Mit Druck auf den Schultern starten die Notierungen in den Donnerstag. Beim gestrigen Abendessen in Versailles griff Trump zum Stift und unterzeichnete das Friedensabkommen mit dem Iran. Irans Präsident Pezeshkian tat dem gleich, unterzeichnete aber digital in Teheran. Mit den Ölpreisen geht es entsprechend weiter abwärts, die auch die Heizölpreise mit ins Gepäck nehmen. Der flüssige Brennstoff erreicht heute den tiefsten Stand seit Anfang März.
Die Ölpreise beendeten den Mittwoch noch mit einem leichten Plus. Die US-Lagerdaten des Department of Energy (DOE) hatten die Kurse gestützt und der Markt wartete gespannt auf Neuigkeiten aus den Verhandlungen. Doch dann ging alles schneller als erwartet. Während eines Staatsbesuchs in Frankreich unterzeichnete Trump beim Abendessen im Schloss Versailles das sogenannte Islamabad-Memorandum. Zeitgleich setzte Irans Präsident Pezeshkian in Teheran seine digitale Unterschrift darunter. Das Abkommen markiert einen entscheidenden Schritt zur Beendigung des Krieges, dessen tatsächliches Ende allerdings noch aussteht.

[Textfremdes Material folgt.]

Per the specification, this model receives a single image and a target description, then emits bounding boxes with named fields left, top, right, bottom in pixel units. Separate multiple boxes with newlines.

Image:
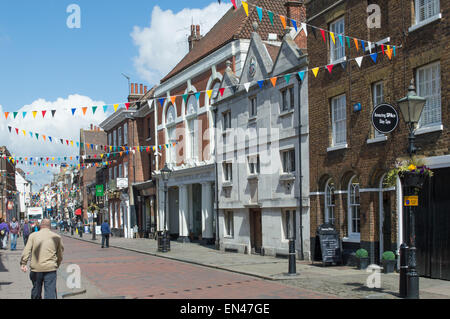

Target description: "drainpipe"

left=297, top=75, right=305, bottom=260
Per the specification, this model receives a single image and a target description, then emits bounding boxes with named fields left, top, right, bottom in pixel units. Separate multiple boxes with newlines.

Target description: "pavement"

left=62, top=233, right=450, bottom=299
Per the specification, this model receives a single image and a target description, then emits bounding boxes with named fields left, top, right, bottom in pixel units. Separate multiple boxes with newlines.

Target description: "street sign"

left=95, top=185, right=104, bottom=197
left=372, top=103, right=399, bottom=134
left=405, top=196, right=419, bottom=207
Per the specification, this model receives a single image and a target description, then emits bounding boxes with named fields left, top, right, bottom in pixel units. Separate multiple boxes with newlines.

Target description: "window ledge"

left=367, top=135, right=387, bottom=144
left=408, top=13, right=442, bottom=32
left=327, top=144, right=348, bottom=152
left=414, top=124, right=444, bottom=135
left=278, top=109, right=294, bottom=117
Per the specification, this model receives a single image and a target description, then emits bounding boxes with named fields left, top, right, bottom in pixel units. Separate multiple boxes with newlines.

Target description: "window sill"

left=327, top=144, right=348, bottom=153
left=278, top=109, right=294, bottom=117
left=414, top=124, right=444, bottom=135
left=408, top=13, right=442, bottom=32
left=367, top=135, right=387, bottom=144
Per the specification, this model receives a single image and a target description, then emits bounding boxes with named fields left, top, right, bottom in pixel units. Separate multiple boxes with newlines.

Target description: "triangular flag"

left=256, top=7, right=262, bottom=22
left=320, top=29, right=327, bottom=43
left=355, top=56, right=364, bottom=67
left=258, top=80, right=264, bottom=89
left=280, top=15, right=286, bottom=29
left=242, top=1, right=248, bottom=17
left=270, top=76, right=278, bottom=87
left=302, top=22, right=308, bottom=36
left=370, top=53, right=378, bottom=63
left=298, top=71, right=305, bottom=82
left=267, top=11, right=273, bottom=25
left=312, top=68, right=319, bottom=77
left=327, top=64, right=334, bottom=74
left=284, top=74, right=291, bottom=84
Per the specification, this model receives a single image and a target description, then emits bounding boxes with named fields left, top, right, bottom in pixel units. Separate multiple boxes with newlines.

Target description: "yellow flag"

left=312, top=68, right=319, bottom=77
left=242, top=1, right=248, bottom=17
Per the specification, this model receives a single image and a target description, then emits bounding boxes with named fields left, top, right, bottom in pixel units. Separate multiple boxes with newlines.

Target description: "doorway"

left=249, top=209, right=262, bottom=254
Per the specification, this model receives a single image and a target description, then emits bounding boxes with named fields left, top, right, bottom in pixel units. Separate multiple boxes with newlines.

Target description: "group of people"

left=0, top=217, right=40, bottom=251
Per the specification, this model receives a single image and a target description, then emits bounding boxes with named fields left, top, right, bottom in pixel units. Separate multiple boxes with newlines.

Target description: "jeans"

left=11, top=234, right=17, bottom=250
left=30, top=271, right=57, bottom=299
left=102, top=234, right=109, bottom=248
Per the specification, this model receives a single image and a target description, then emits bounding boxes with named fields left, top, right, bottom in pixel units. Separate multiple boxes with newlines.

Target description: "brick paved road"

left=64, top=238, right=333, bottom=299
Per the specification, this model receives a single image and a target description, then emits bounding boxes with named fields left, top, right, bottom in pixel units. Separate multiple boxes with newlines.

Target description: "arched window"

left=325, top=179, right=336, bottom=225
left=348, top=176, right=361, bottom=239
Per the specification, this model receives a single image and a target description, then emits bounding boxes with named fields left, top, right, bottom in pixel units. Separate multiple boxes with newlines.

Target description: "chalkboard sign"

left=317, top=224, right=342, bottom=264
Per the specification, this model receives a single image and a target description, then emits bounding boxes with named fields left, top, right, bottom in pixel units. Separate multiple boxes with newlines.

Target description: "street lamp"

left=159, top=163, right=172, bottom=252
left=397, top=79, right=427, bottom=156
left=397, top=79, right=426, bottom=299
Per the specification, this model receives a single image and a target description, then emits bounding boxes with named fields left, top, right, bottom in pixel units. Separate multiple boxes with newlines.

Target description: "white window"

left=224, top=212, right=234, bottom=237
left=249, top=96, right=258, bottom=118
left=223, top=163, right=233, bottom=182
left=348, top=176, right=361, bottom=238
left=415, top=0, right=440, bottom=24
left=123, top=123, right=128, bottom=145
left=331, top=95, right=347, bottom=146
left=123, top=162, right=128, bottom=178
left=187, top=119, right=198, bottom=160
left=372, top=82, right=384, bottom=137
left=223, top=112, right=231, bottom=131
left=330, top=18, right=345, bottom=63
left=281, top=150, right=295, bottom=173
left=325, top=180, right=336, bottom=225
left=281, top=87, right=295, bottom=111
left=281, top=209, right=296, bottom=240
left=416, top=62, right=442, bottom=127
left=248, top=156, right=260, bottom=175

Das Rahmenwerk umfasst 14 Punkte. Alle Kampfhandlungen auf sämtlichen Fronten sollen sofort enden, einschließlich des Libanon. Die amerikanische Seeblockade wird schrittweise aufgehoben, die Straße von Hormus für mindestens 60 Tage gebührenfrei freigegeben. Beide Seiten verzichten in dieser Zeit auf jede Verstärkung ihrer Truppenpräsenz in der Region. Internationale Nuklearinspektoren der IAEA dürfen wieder einreisen, Raketen und Verteidigung bleiben auf Teherans Wunsch außen vor. Nach einem finalen Abkommen, das binnen 60 Tagen ausgehandelt werden soll, sind US-Truppenabzug und ein Wiederaufbaufonds in dreistelliger Milliardenhöhe vorgesehen.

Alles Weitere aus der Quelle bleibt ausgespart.